Ktos coś usiłuje zrobić. Wynegocjować korzystne warunki w gruncie rzeczy dla wszystkich. A nawet jeśli nie dla wszystkich (jak widzę są tacy, którzy po prostu PZA nie trawią bo nie, tak jak tacy co się o dziwczynę pokłócili i juz nigdy nie będą współpracować, bo nie) to ci outsajderzy nic na tym nie straca ani nie zyskają. Bo co z tego z tego bedą mieli wtykacze kija w szprychy, że park nie pozwoli PZA na coś, albo czegoś nie doda?

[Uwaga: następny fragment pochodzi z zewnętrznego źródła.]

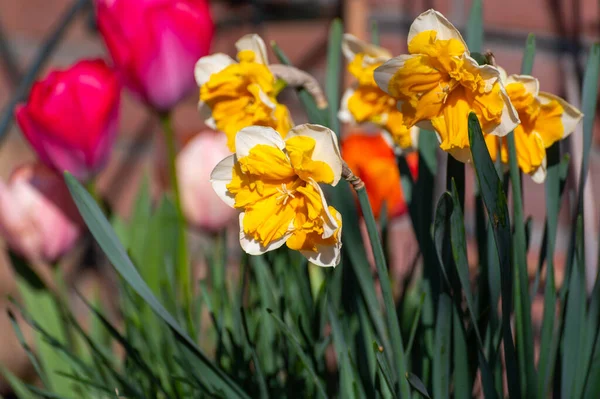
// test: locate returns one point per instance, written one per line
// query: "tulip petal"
(344, 114)
(570, 116)
(221, 176)
(433, 20)
(210, 64)
(352, 46)
(250, 136)
(385, 72)
(326, 146)
(253, 247)
(531, 84)
(256, 44)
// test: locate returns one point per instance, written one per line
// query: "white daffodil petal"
(326, 147)
(255, 43)
(384, 73)
(221, 176)
(503, 74)
(488, 73)
(540, 173)
(532, 85)
(325, 256)
(330, 224)
(210, 64)
(344, 114)
(509, 119)
(250, 136)
(253, 247)
(352, 46)
(265, 99)
(571, 115)
(414, 138)
(433, 20)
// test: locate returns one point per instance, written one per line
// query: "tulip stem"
(384, 280)
(183, 270)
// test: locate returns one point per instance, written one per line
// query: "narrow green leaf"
(301, 354)
(417, 384)
(343, 358)
(443, 342)
(19, 387)
(399, 358)
(495, 202)
(523, 327)
(334, 73)
(384, 369)
(574, 324)
(106, 238)
(475, 32)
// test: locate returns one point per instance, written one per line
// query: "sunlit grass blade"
(523, 327)
(442, 351)
(301, 354)
(333, 73)
(106, 238)
(418, 385)
(474, 36)
(495, 201)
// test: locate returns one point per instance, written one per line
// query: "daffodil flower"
(275, 184)
(545, 119)
(234, 95)
(438, 84)
(364, 101)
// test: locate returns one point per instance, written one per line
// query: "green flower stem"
(183, 270)
(384, 281)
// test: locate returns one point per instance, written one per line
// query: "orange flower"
(372, 159)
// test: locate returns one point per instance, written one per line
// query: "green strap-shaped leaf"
(495, 202)
(523, 327)
(106, 238)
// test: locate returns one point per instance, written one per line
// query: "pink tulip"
(201, 206)
(38, 218)
(71, 118)
(155, 45)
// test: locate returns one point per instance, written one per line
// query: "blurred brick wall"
(558, 24)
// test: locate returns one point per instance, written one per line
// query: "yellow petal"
(557, 119)
(300, 151)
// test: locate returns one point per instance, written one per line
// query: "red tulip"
(71, 118)
(38, 218)
(155, 45)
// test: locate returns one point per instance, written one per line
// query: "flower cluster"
(274, 175)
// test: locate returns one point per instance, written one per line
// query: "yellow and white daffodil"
(275, 184)
(438, 84)
(545, 119)
(234, 95)
(364, 101)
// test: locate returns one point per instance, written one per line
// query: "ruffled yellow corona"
(545, 119)
(275, 184)
(234, 95)
(364, 101)
(438, 84)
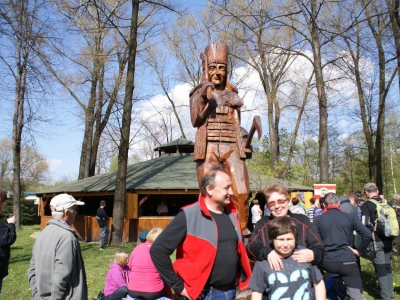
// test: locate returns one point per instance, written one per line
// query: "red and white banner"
(321, 189)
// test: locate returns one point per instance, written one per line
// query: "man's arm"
(32, 277)
(164, 246)
(65, 261)
(313, 243)
(320, 291)
(7, 234)
(364, 232)
(258, 246)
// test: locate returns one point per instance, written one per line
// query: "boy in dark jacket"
(259, 247)
(102, 218)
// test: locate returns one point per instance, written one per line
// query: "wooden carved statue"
(215, 111)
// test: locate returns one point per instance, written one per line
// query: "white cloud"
(54, 164)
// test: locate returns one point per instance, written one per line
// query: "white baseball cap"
(63, 201)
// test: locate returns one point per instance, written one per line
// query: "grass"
(16, 286)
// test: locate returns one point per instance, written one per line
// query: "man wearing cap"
(215, 111)
(101, 217)
(56, 270)
(382, 248)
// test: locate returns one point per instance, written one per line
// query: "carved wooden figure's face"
(217, 75)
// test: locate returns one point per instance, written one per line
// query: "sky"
(60, 142)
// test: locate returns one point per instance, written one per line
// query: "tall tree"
(120, 185)
(102, 60)
(21, 26)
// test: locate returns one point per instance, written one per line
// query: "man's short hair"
(396, 197)
(275, 187)
(3, 196)
(331, 199)
(370, 187)
(209, 178)
(351, 195)
(280, 226)
(153, 234)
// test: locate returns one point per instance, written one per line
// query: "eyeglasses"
(279, 201)
(74, 207)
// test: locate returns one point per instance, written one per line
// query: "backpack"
(386, 223)
(335, 288)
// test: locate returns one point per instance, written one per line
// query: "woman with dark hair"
(295, 208)
(7, 238)
(313, 207)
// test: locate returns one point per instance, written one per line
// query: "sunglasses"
(273, 203)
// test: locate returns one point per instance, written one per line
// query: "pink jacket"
(143, 276)
(116, 277)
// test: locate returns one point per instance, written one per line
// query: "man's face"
(217, 74)
(284, 244)
(278, 204)
(222, 191)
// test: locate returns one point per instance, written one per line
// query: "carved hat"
(63, 201)
(217, 53)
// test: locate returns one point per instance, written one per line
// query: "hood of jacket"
(343, 199)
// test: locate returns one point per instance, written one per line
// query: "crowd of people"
(291, 249)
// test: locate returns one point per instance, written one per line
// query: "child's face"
(284, 244)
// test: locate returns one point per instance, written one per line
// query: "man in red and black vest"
(210, 255)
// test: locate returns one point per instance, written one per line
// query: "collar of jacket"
(203, 207)
(329, 207)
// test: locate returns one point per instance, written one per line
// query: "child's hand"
(355, 251)
(275, 261)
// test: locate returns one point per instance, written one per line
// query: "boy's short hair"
(153, 234)
(280, 226)
(121, 258)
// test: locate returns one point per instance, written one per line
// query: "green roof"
(177, 142)
(169, 171)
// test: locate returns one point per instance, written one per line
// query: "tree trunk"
(322, 99)
(22, 49)
(120, 185)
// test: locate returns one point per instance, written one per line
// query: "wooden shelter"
(171, 177)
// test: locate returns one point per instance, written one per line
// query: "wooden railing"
(88, 230)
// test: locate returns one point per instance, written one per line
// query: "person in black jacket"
(259, 248)
(7, 238)
(336, 230)
(102, 218)
(382, 246)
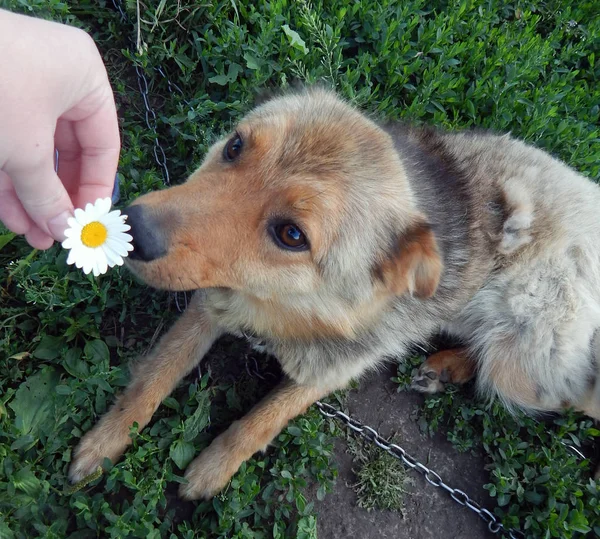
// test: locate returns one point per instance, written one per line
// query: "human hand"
(54, 94)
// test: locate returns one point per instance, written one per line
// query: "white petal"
(72, 256)
(90, 211)
(88, 264)
(121, 237)
(103, 206)
(81, 217)
(118, 247)
(101, 262)
(112, 258)
(111, 219)
(70, 232)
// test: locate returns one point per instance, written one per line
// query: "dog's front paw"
(100, 443)
(427, 380)
(209, 473)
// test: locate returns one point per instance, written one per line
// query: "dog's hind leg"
(215, 466)
(445, 367)
(152, 379)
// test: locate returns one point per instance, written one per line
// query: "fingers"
(15, 218)
(40, 191)
(69, 156)
(12, 214)
(97, 137)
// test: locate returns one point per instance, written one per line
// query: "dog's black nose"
(148, 242)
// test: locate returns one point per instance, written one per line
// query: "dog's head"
(306, 204)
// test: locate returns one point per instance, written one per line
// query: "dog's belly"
(531, 328)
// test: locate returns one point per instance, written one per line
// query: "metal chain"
(459, 496)
(152, 124)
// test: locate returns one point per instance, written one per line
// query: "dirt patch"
(430, 513)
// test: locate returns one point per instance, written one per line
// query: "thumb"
(42, 195)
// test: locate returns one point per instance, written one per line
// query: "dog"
(339, 241)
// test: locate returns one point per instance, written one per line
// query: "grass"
(530, 67)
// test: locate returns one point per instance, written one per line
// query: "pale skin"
(54, 95)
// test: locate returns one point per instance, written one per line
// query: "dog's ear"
(414, 265)
(262, 95)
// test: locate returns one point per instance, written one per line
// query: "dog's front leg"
(213, 469)
(152, 379)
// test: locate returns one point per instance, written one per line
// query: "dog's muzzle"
(148, 240)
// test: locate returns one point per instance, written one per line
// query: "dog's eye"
(289, 236)
(233, 148)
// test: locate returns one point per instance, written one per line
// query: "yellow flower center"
(94, 234)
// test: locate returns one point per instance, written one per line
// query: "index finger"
(98, 137)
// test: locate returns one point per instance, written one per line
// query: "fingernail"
(58, 225)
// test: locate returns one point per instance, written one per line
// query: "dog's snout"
(148, 241)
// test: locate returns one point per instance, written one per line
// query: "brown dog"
(339, 242)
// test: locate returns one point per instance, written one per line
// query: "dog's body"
(339, 243)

Widac na dłoni całe polskie piekiełko. Nieważne, że nic z tego nie będę miał. Ważne, że coś zepsuję, ha, ha ale satysfakcja! Już wyciągamy brudne argumenty. Kłujemy pseudoetyką, która na świecie wzbudziła by co najwyżej gest popukania się w głowę. Usiłujemy opluć eksploratorów, a co, w końcu jak mawia przysłowie, gdzie drwa rąbią tam wióry lecą. Każda eksploracja wzbudzi jakieś kontrowersje, w końcu w Polsce zawsze trzeba jakiś kamień odwalić, to nie Papua, że obracamy się i widzimy korytarz 3x3 m do którego jeszcze nikt nie zajrzał. My na pewno jesteśmy poza wszelkimi zarzutami, bo jak mawia kolejne przysłowie, ten się nie myli co nic nie robi, a my pewnie nic nie robimy. No może coś robimy, bo co prawda kogoś oplujemy, ale nowe partie biegniemy zaraz zobaczyć.